2019-01-24T12:23:51.010743Z 12 [Warning] [MY-011735] [Repl] Plugin group_replication reported: '[GCS] Automatically adding IPv4 localhost address to the whitelist. It is mandatory that it is added.'
2019-01-24T12:23:51.010768Z 12 [Warning] [MY-011735] [Repl] Plugin group_replication reported: '[GCS] Automatically adding IPv6 localhost address to the whitelist. It is mandatory that it is added.'
2019-01-24T12:23:51.020734Z 14 [System] [MY-010597] [Repl] 'CHANGE MASTER TO FOR CHANNEL 'group_replication_applier' executed'. Previous state master_host='', master_port= 3306, master_log_file='', master_log_pos= 4, master_bind=''. New state master_host='<NULL>', master_port= 0, master_log_file='', master_log_pos= 4, master_bind=''.
2019-01-24T12:23:51.055881Z 0 [ERROR] [MY-011735] [Repl] Plugin group_replication reported: '[GCS] Unable to announce local tcp port 21540. Port already in use?'
2019-01-24T12:23:51.055989Z 0 [ERROR] [MY-011735] [Repl] Plugin group_replication reported: '[GCS] Error joining the group while waiting for the network layer to become ready.'
2019-01-24T12:23:51.056130Z 0 [ERROR] [MY-011735] [Repl] Plugin group_replication reported: '[GCS] The member was unable to join the group.
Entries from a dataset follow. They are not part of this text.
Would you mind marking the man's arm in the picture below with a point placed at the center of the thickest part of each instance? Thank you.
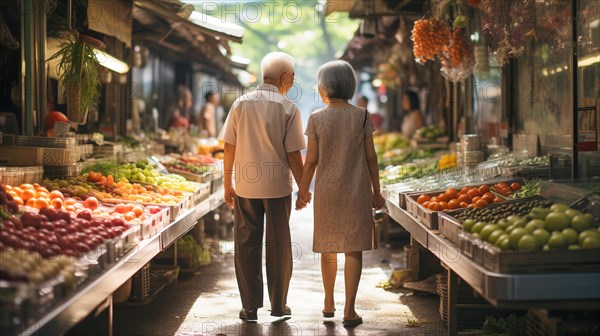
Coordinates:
(228, 160)
(296, 165)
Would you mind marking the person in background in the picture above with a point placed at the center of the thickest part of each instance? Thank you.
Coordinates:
(376, 118)
(181, 114)
(207, 122)
(341, 150)
(263, 139)
(413, 119)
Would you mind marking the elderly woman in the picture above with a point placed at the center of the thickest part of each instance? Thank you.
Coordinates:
(341, 150)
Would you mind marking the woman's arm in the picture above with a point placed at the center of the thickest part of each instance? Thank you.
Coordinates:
(378, 200)
(312, 158)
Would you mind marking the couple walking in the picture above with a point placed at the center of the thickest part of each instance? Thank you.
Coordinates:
(263, 138)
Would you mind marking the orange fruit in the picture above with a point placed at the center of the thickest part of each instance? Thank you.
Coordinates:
(41, 193)
(464, 198)
(453, 204)
(18, 200)
(41, 203)
(128, 216)
(17, 190)
(434, 206)
(138, 211)
(128, 207)
(56, 194)
(473, 192)
(423, 198)
(120, 208)
(30, 202)
(27, 194)
(56, 202)
(26, 186)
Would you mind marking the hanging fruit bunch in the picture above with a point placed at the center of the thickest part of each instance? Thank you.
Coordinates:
(429, 37)
(509, 23)
(458, 57)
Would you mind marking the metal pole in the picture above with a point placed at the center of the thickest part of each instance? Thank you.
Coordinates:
(574, 65)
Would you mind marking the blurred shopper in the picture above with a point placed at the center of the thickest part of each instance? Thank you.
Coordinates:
(376, 118)
(181, 114)
(207, 118)
(340, 148)
(263, 138)
(413, 119)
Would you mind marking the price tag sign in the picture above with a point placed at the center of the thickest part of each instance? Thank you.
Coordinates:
(587, 129)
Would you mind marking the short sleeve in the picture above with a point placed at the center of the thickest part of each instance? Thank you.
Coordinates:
(310, 129)
(294, 139)
(369, 128)
(229, 131)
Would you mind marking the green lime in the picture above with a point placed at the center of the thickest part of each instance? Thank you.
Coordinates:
(487, 230)
(591, 242)
(515, 236)
(500, 239)
(541, 235)
(571, 235)
(478, 227)
(534, 224)
(528, 243)
(558, 242)
(468, 224)
(582, 222)
(558, 207)
(493, 237)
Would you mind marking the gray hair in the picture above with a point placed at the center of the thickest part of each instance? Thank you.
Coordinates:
(276, 63)
(337, 79)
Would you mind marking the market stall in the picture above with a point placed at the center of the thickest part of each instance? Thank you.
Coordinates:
(508, 98)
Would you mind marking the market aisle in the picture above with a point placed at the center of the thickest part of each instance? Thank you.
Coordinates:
(208, 303)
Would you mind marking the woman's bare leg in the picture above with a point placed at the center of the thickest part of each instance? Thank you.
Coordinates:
(352, 273)
(328, 272)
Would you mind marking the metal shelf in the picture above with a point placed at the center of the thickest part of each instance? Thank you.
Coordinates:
(94, 292)
(502, 290)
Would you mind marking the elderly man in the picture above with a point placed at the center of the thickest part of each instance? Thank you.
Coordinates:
(263, 138)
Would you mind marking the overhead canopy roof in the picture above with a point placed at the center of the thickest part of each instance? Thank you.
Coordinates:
(373, 8)
(165, 25)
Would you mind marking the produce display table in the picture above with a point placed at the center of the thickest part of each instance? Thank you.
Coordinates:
(510, 291)
(98, 290)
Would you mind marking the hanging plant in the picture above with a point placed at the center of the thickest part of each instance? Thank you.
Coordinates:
(78, 71)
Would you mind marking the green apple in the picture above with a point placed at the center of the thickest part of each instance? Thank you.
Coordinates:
(582, 222)
(487, 230)
(558, 207)
(515, 236)
(557, 221)
(528, 243)
(535, 224)
(571, 235)
(493, 237)
(558, 242)
(542, 236)
(591, 242)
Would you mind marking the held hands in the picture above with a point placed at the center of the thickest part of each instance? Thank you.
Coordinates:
(301, 202)
(229, 196)
(378, 200)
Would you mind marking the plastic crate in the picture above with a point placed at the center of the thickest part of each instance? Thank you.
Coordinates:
(140, 285)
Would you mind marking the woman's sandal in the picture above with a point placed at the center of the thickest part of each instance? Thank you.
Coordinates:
(352, 323)
(329, 314)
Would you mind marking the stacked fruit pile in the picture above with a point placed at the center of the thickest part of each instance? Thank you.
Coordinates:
(533, 225)
(467, 197)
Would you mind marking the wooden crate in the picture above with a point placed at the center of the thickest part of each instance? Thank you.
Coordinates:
(425, 216)
(449, 227)
(496, 260)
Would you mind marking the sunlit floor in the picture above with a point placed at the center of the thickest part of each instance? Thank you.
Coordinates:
(208, 303)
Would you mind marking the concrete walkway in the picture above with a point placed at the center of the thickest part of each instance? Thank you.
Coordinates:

Local port: 21540'
2019-01-24T12:24:51.037273Z 12 [ERROR] [MY-011640] [Repl] Plugin group_replication reported: 'Timeout on wait for view after joining group'
2019-01-24T12:24:51.037350Z 12 [ERROR] [MY-011735] [Repl] Plugin group_replication reported: '[GCS] The member is leaving a group without being on one.'
[24 Jan 2019 13:59] Guillaume Bienkowski
Fred, thank you for your work, may I reiterate my question above: is it possible to re-add the 8.0.13 packages in your repository while this bug is investigated?

We cannot install our nodes right now and have to manually intervene on all our nodes..
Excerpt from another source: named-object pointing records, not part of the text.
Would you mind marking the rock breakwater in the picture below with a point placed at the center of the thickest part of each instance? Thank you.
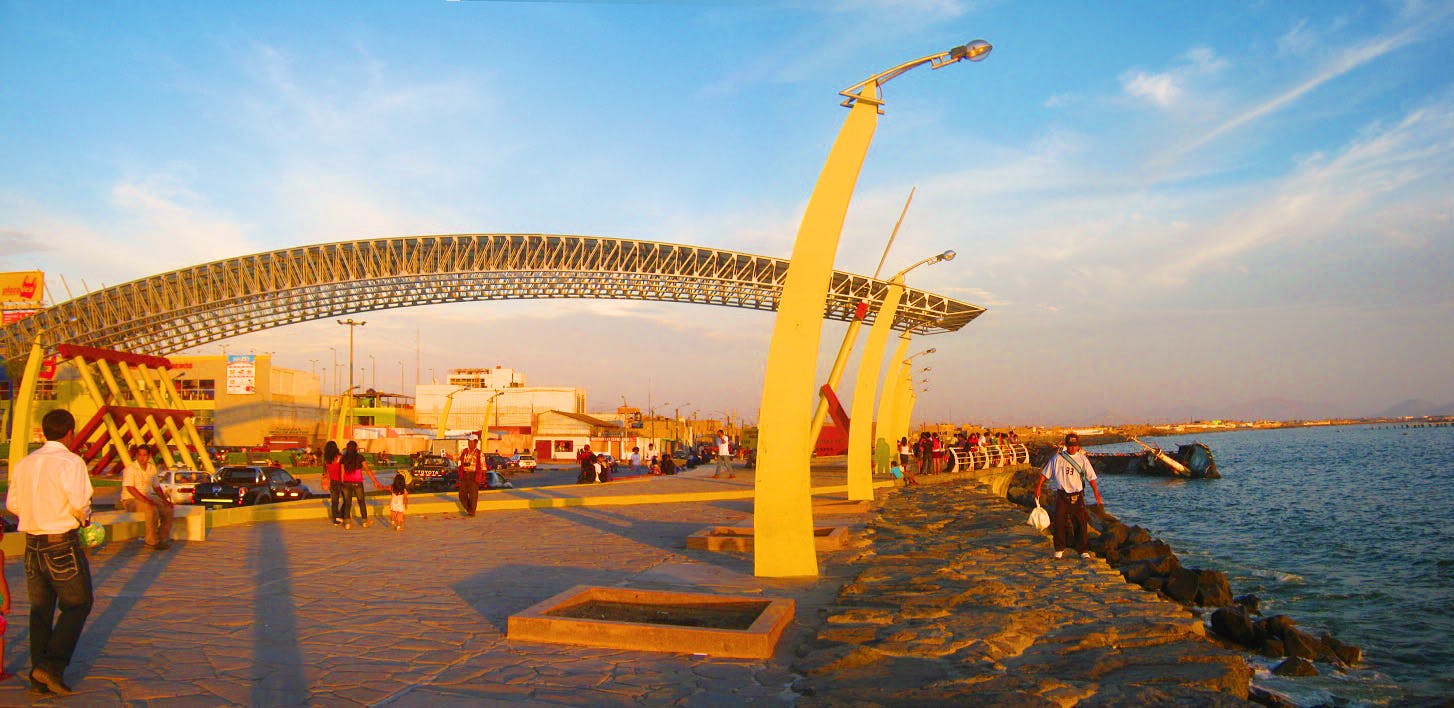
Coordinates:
(1152, 564)
(960, 601)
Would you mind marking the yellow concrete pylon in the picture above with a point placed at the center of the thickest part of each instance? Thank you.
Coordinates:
(782, 503)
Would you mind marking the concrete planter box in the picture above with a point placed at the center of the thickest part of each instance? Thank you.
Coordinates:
(836, 506)
(720, 625)
(740, 538)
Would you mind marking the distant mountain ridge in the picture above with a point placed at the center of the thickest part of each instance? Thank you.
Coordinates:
(1418, 407)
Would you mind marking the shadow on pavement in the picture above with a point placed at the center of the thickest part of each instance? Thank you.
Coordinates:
(101, 627)
(497, 593)
(276, 654)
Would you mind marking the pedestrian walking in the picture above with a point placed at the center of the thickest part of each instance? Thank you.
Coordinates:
(333, 480)
(1069, 470)
(51, 493)
(354, 470)
(471, 471)
(723, 455)
(397, 502)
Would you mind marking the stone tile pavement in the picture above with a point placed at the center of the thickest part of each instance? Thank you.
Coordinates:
(304, 612)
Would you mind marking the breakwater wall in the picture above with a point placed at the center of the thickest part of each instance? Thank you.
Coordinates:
(1152, 564)
(956, 599)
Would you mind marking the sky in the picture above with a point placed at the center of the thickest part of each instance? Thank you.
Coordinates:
(1171, 211)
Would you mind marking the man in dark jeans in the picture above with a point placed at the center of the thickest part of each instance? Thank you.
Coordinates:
(51, 493)
(1070, 468)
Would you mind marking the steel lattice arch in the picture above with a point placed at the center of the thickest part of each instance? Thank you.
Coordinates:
(194, 306)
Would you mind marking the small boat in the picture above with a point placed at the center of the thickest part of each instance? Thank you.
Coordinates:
(1191, 461)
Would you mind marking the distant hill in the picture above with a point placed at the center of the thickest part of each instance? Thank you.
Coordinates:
(1280, 409)
(1418, 407)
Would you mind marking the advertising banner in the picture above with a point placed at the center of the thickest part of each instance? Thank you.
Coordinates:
(242, 375)
(13, 316)
(22, 287)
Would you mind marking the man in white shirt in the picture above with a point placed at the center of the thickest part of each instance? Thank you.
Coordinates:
(1067, 468)
(723, 455)
(141, 492)
(51, 493)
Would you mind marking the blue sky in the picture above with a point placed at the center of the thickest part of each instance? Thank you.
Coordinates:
(1171, 210)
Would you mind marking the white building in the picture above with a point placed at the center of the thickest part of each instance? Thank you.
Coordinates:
(515, 404)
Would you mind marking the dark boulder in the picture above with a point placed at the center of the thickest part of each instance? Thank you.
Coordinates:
(1347, 653)
(1146, 551)
(1249, 602)
(1181, 586)
(1213, 589)
(1272, 649)
(1235, 625)
(1296, 666)
(1137, 535)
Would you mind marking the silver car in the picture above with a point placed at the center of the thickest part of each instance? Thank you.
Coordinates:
(178, 483)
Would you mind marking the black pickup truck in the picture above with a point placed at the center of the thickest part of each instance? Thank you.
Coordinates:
(246, 484)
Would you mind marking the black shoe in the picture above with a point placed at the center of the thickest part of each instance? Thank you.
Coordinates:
(50, 681)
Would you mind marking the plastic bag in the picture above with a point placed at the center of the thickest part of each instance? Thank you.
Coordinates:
(93, 535)
(1038, 518)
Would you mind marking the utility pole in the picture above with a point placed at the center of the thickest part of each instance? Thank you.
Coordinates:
(351, 324)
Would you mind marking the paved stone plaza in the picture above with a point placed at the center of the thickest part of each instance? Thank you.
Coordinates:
(947, 602)
(304, 612)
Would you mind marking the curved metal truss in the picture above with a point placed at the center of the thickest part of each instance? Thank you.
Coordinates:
(183, 308)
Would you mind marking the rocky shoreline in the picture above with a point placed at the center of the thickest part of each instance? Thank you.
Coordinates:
(960, 601)
(1153, 566)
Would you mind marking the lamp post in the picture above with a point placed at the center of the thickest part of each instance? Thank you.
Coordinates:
(865, 388)
(782, 492)
(905, 397)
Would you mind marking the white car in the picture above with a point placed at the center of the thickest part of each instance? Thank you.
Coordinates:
(178, 483)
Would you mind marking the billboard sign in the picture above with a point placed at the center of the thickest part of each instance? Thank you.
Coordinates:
(242, 375)
(22, 287)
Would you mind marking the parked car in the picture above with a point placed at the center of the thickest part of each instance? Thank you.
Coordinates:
(434, 473)
(178, 484)
(249, 484)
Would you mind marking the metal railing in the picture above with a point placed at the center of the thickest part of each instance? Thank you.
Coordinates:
(986, 457)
[28 Jan 2019 9:44] Margaret Fisher
Posted by developer:
 
Changelog entry added for MySQL 8.0.15:

Group Replication was unable to function in the 8.0.14 release
of MySQL Server if IPv6 support was disabled at the operating
system level, even if the replication group did not use any IPv6
addresses. The issue is fixed by this release of MySQL Server, 8.0.15.
[28 Jan 2019 10:21] Guillaume Bienkowski
Thank you Margaret. Do you have an ETA for the 8.0.15?
[2 Feb 2019 0:13] Roel Van de Paar
8.0.15 Released.
[11 Feb 2019 20:16] Abdullah Zarour
I have test the release 8.0.15 and still same issue and went back to 8.0.13 and successfully created the GR
[19 Feb 2019 12:17] Tiago Jorge
Hi Abdullah Zarour, thank you for your report!

Do you have a reproducible scenario and failure logs?